Online Security Tips

Safeguard Your Identity

  • Don't reply to email or pop-up messages that ask for personal or financial information.
  • Don't open attachments if you do not know the sender or are not expecting the attachment.
  • Don't open an attachment if a file has a double extension, like “filename.doc.pif,” it is highly likely that this is a dangerous file and should not be opened. In addition, don't open attachments that have file endings of .exe, .pif, or .vbs. These are filename extensions for executable files and could be dangerous if opened.
  • Don't click on links in a message that ask for personal or financial information.
  • Don't cut and paste a link from a message into your web browser. Phishers can make links look like they go one place, but they actually send you to a different site, which asks for personal or financial information.
  • Don't call the phone number listed on a message that asks you to update your information or access a "refund." Because they use Voice over Internet Protocol technology, the area code you call does not reflect where the scammers really are. If you need to reach an organization you do business with, call the number on your financial statements or on the back of your credit card, or type in the web address yourself.
  • Only share credit card and personal information with companies you know and trust. This information is too valuable!
  • Know who you are dealing with. If shopping online, confirm the seller's physical address and phone number in case you have questions or problems.
  • Be aware of poor design, and/or bad grammar and spelling. It is a tell-tale sign of a fraudulent email or website.
  • Read the small print. Get all promises in writing and review them carefully before you make a payment or sign a contract.
  • Never pay for a "free" gift or prize. Free means free.
  • Never use the “remember password” feature for online banking or transactional websites.
  • Check that the Internet connections are secure before you give your payment information.
    • Many websites use Secure Sockets Layer (SSL) technology to encrypt the credit card information that you send over the Internet. These sites either inform you they are using this technology or the web address begins with "https:" instead of "http:"on the page asking for credit card information.
    • Your browser displays the icon of a locked padlock at the bottom of the screen (Netscape Navigator™; - versions 4.0 and higher); You see the icon of an unbroken key at the bottom of the screen (earlier versions of Netscape Navigator™); You see the icon of a lock on the status bar (Microsoft Internet Explorer®).
  • Don't allow a website to keep sensitive information or credentials for future convenience.
  • Change your online banking or shopping account passwords often. Experts suggest every three to six months. If your information is caught, your passwords should be out-of-date by the time crooks try to sell it.
  • Always sign off or logout from your online banking session or any other website that you’ve logged into using a user ID and password.
  • Set up a timeout to prevent others from continuing your online banking session if you left your PC unattended without logging out.
  • You can set the Timeout period in the User Options screen.
  • Don’t use public computers for sensitive operations.
  • Be vigilant and aware of prying eyes and shoulder surfers.
  • Make sure your operating system and Web browser are set up properly. Update them regularly.
  • Use anti-virus and anti-spyware software, as well as a firewall. Update them regularly.
  • Back-up important files.
  • Review credit card and bank account statements as soon as you receive them. Check for unauthorized charges. 

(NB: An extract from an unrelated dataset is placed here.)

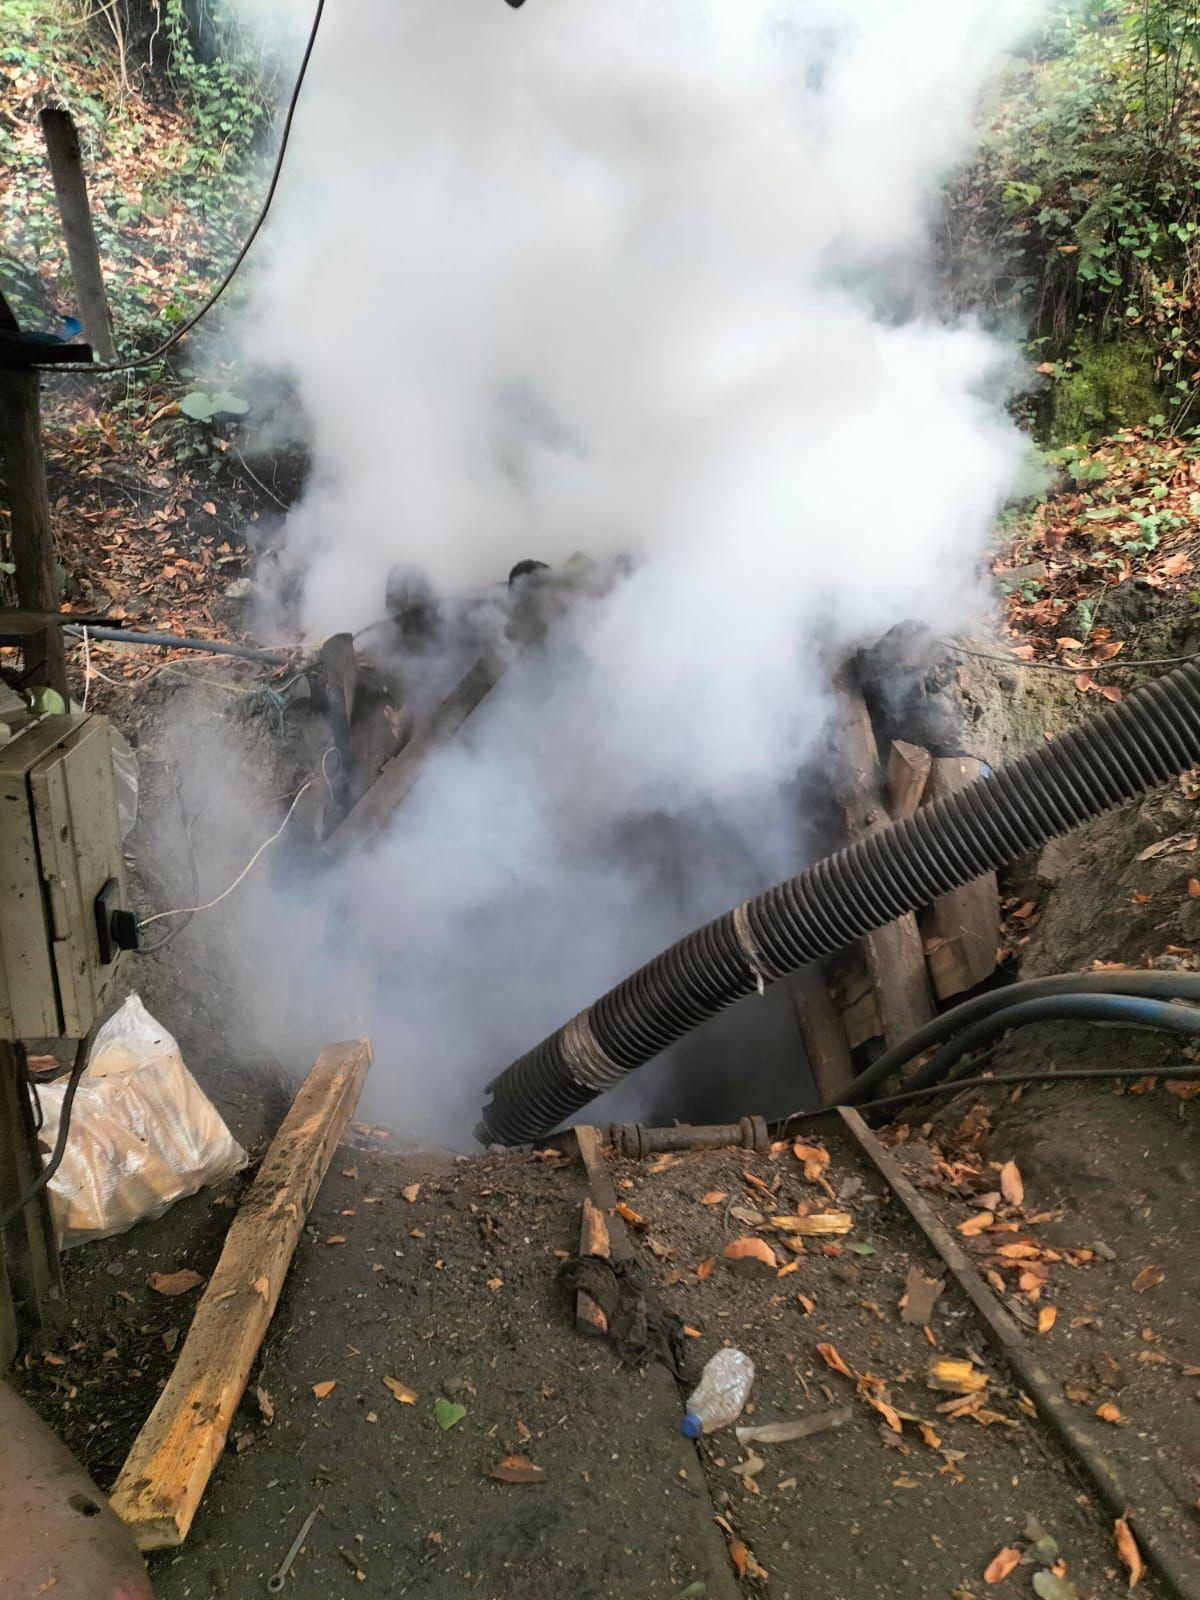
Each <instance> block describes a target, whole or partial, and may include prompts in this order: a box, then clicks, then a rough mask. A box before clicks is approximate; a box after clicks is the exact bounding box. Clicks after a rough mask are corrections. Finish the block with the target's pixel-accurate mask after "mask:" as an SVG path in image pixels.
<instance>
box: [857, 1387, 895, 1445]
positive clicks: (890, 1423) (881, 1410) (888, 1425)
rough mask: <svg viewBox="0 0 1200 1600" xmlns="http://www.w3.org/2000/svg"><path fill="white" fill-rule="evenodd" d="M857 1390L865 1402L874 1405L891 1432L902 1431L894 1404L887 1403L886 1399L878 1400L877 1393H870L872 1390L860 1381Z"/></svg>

Forward spam that is phishing for information to spam@uce.gov and to the company, bank, or organization impersonated in the phishing email.

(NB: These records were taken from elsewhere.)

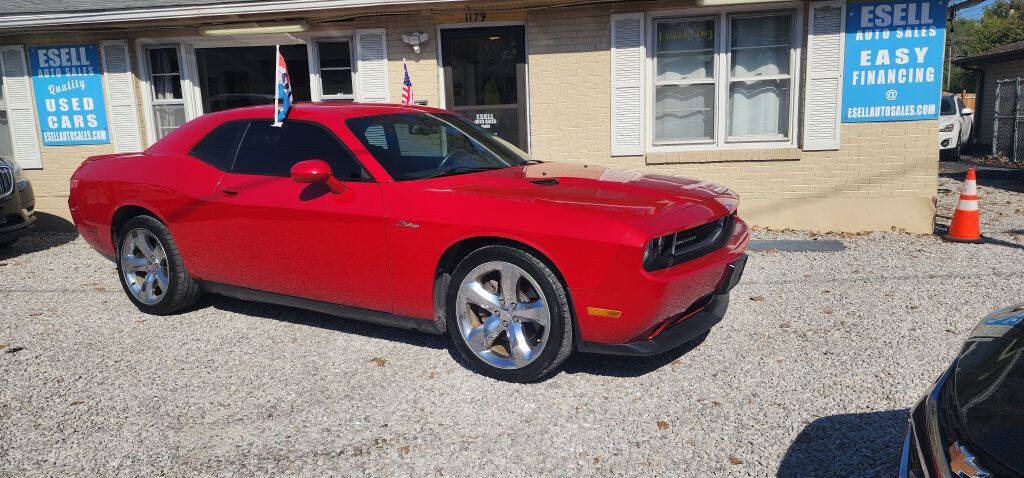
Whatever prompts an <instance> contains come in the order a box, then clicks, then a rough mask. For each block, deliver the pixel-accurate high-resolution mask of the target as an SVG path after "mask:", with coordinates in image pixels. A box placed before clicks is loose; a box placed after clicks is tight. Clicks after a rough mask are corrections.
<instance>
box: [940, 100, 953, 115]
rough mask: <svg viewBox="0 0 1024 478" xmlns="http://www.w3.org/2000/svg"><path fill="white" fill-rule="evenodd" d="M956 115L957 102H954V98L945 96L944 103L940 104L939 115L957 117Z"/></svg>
mask: <svg viewBox="0 0 1024 478" xmlns="http://www.w3.org/2000/svg"><path fill="white" fill-rule="evenodd" d="M955 114H956V102H955V100H953V97H952V96H943V97H942V102H941V103H939V115H942V116H947V115H955Z"/></svg>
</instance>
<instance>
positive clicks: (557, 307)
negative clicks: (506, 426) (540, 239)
mask: <svg viewBox="0 0 1024 478" xmlns="http://www.w3.org/2000/svg"><path fill="white" fill-rule="evenodd" d="M445 310H446V315H447V316H446V320H447V330H449V333H450V335H451V336H452V340H453V341H454V342H455V346H456V349H458V350H459V352H460V353H461V354H462V356H463V357H465V358H466V360H467V361H468V362H469V363H470V364H471V365H472V366H473V368H474V370H476V371H477V372H479V373H481V374H483V375H486V376H488V377H492V378H495V379H499V380H505V381H509V382H530V381H534V380H537V379H540V378H542V377H544V376H546V375H548V374H550V373H551V372H553V371H554V370H555V368H556V367H558V365H560V364H561V363H562V362H563V361H565V359H566V358H567V357H568V356H569V353H570V352H571V351H572V316H571V311H570V309H569V305H568V298H567V294H566V293H565V288H564V287H563V286H562V284H561V280H559V278H558V276H557V275H555V273H554V272H553V271H552V270H551V268H550V267H549V266H548V265H547V264H546V263H545V262H544V261H542V260H540V259H539V258H537V257H535V256H534V255H532V254H530V253H528V252H525V251H522V250H519V249H514V248H510V247H505V246H489V247H485V248H481V249H478V250H476V251H474V252H473V253H471V254H470V255H469V256H467V257H466V258H465V259H463V261H462V262H461V263H460V264H459V266H458V267H457V268H456V271H455V274H454V276H453V278H452V283H451V285H450V287H449V291H447V307H446V308H445Z"/></svg>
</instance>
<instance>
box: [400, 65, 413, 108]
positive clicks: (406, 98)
mask: <svg viewBox="0 0 1024 478" xmlns="http://www.w3.org/2000/svg"><path fill="white" fill-rule="evenodd" d="M401 68H402V69H404V70H406V81H403V82H402V83H401V103H402V104H404V105H407V106H408V105H410V104H413V81H412V80H410V79H409V67H408V66H406V63H401Z"/></svg>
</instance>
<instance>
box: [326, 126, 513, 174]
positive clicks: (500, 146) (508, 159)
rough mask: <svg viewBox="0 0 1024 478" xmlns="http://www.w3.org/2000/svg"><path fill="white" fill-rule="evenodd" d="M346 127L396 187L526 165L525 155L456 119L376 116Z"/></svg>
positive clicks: (503, 141) (479, 130) (502, 142)
mask: <svg viewBox="0 0 1024 478" xmlns="http://www.w3.org/2000/svg"><path fill="white" fill-rule="evenodd" d="M346 124H347V125H348V128H349V129H350V130H352V133H354V134H355V136H356V137H357V138H358V139H359V141H361V142H362V145H364V146H365V147H366V148H367V150H369V151H370V153H371V154H372V155H373V156H374V158H376V159H377V161H378V162H379V163H380V164H381V166H383V167H384V169H385V170H387V172H388V174H390V175H391V177H393V178H394V179H395V180H398V181H404V180H411V179H420V178H426V177H436V176H440V175H446V174H458V173H466V172H472V171H481V170H487V169H500V168H507V167H510V166H519V165H523V164H526V161H527V160H526V158H527V157H526V154H525V153H522V151H519V150H517V149H516V148H515V146H512V145H511V144H510V143H508V142H505V141H502V140H500V139H498V138H497V137H495V136H494V135H492V134H489V133H486V132H484V131H482V130H480V129H479V128H477V127H475V125H473V124H472V123H470V122H469V121H468V120H465V119H463V118H462V117H458V116H454V115H436V114H428V113H422V114H400V115H379V116H371V117H360V118H352V119H349V120H347V121H346ZM382 133H383V134H382ZM381 135H383V141H382V140H381V139H382V138H381Z"/></svg>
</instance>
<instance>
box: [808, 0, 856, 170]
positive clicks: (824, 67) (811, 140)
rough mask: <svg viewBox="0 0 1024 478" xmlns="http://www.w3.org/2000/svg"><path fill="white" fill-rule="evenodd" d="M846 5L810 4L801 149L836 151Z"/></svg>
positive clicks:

To learn more, visit www.consumer.ftc.gov.

 

Passwords

Use different passwords
If you use a password to log on to your network or computer, use a different password for purchases and another for particularly sensitive sites, such as your home banking site.

Choosing your password
The best passwords are not your address, birth date, phone number, or recognizable words. Choose a string of at least five letters, numbers, and punctuation marks. One easy way to create a memorable password is to take the first letter of each word in an expression or song lyric, and add some numbers and punctuation marks. For example, "tmottobg!5" is derived in part from "Take Me Out To The Old Ball Game."

Recording your password
Don't write down any password near your computer where someone could see it. If you do record it somewhere, reverse the order of the characters or transpose some letters or numbers. That way, someone finding it won't have discovered your true password.

 

Mobile Device

Increase phone and data security by:

  • Password protect all mobile phones.
  • Download online banking applications only from trusted sources.
  • Refrain from enabling the “install from unknown sources” feature in mobile banking platforms using the Android operating system.
  • Avoid storing usernames and passwords on the mobile phone.
  • Keep the mobile phone with them or secure the device when not in use.
  • Frequently delete text messages received from the credit union, especially if they contain confidential information.
  • Notify the credit union or carrier immediately if the mobile phone is lost or stolen; ensure it is then deactivated.
  • Refrain from modifying mobile phones as it may disable important security features.
  • Install antivirus software.
  • Check account activity frequently and notify the credit union of any unauthorized transactions.
  • Adopt safe practices modeled after those for personal computers, such as not opening attachments or clicking on links contained in email received from unfamiliar sources.
  • Turn off Bluetooth capability when not in use. (Hackers can view/download the content of your phone via the Bluetooth connection, without your knowing it.)
  • Delete cached data from mobile browsers.
  • Do not disclose personal information via text messaging.